You can discipline your child the following ways:
- Giving Choices: This allows your child to control their actions and the outcomes. One choice should have a positive outcome while the other has a negative one.
- Loss of Privilege: Give your child a warning before you take away a preferred item or activity. Have them earn it back.
- Natural Consequences: These consequences happen with no parental intervention. If a child refuses to eat, he will be hungry. If a child throws a toy, she will break it.
- Logical Consequences: These are reasonable consequences related to the behavior. For example, if your child is doing something dangerous, you will remove him or her from the situation or remove the dangerous item.
Gear discipline toward the age of your child.
Your child at two needs a different kind of discipline that he/she will at five, ten, and fifteen years of age. In fact, each additional year of age will have you giving up control of your child’s life to your child.
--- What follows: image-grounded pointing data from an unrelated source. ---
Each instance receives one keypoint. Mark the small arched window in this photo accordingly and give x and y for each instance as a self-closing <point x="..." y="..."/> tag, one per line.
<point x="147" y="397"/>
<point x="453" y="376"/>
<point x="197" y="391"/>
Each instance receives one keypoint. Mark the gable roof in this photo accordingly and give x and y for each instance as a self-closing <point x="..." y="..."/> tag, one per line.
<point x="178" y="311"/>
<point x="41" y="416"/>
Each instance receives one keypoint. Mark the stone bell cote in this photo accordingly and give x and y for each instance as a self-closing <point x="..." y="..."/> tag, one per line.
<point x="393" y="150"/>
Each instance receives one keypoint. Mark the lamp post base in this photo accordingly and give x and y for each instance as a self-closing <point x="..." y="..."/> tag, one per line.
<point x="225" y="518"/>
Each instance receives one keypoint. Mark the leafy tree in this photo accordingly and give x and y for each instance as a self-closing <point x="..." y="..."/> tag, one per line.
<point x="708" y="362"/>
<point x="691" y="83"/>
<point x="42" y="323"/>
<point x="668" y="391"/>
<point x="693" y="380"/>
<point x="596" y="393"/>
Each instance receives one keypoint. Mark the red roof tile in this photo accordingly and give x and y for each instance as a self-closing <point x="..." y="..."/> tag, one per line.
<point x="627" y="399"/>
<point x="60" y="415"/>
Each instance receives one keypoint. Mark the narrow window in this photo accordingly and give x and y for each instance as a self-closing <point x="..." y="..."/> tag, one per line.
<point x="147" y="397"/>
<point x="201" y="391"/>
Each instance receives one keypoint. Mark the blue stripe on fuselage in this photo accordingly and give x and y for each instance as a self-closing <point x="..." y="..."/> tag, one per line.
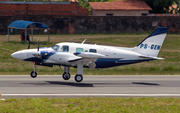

Letting your child control his/her life, in a manner suitable to age, is one more way to grow self-esteem.
In addition, school age children transfer more and more allegiance from their family to their peer group each year. By the time your child is a young teenager you will have powerful competition from the peer group. That is the way it will be, like it or not. At this point your prior discipline should lead your teenager to self-control.
Be sure the consequences, or disciplinary actions, of your child’s behavior are appropriate for their age. Timeouts may be effective for a toddler, but less likely to work on a preadolescent.
A young teen also needs independence.
Teenagers rarely need as much independence as they want, but they do need an increasing opportunity to make their own decisions, and yes, even their own mistakes. The less willing you are to grant some independence to your teen, the more likely he or she is to rebel and take that independence anyway.
Establishing discipline and consequences early in life means your teenager will have the skills and the tools to control their behavior and make good decisions. This sense of control over their own lives, and the means to live it responsibly, will help your teenager develop self-esteem and independence.
It is this independence that will help them succeed in adulthood.
Not disciplining your child throughout their life will create a sense of self-entitlement which will lead to poor choices, low self-esteem and a struggle with existing independently in a successful way.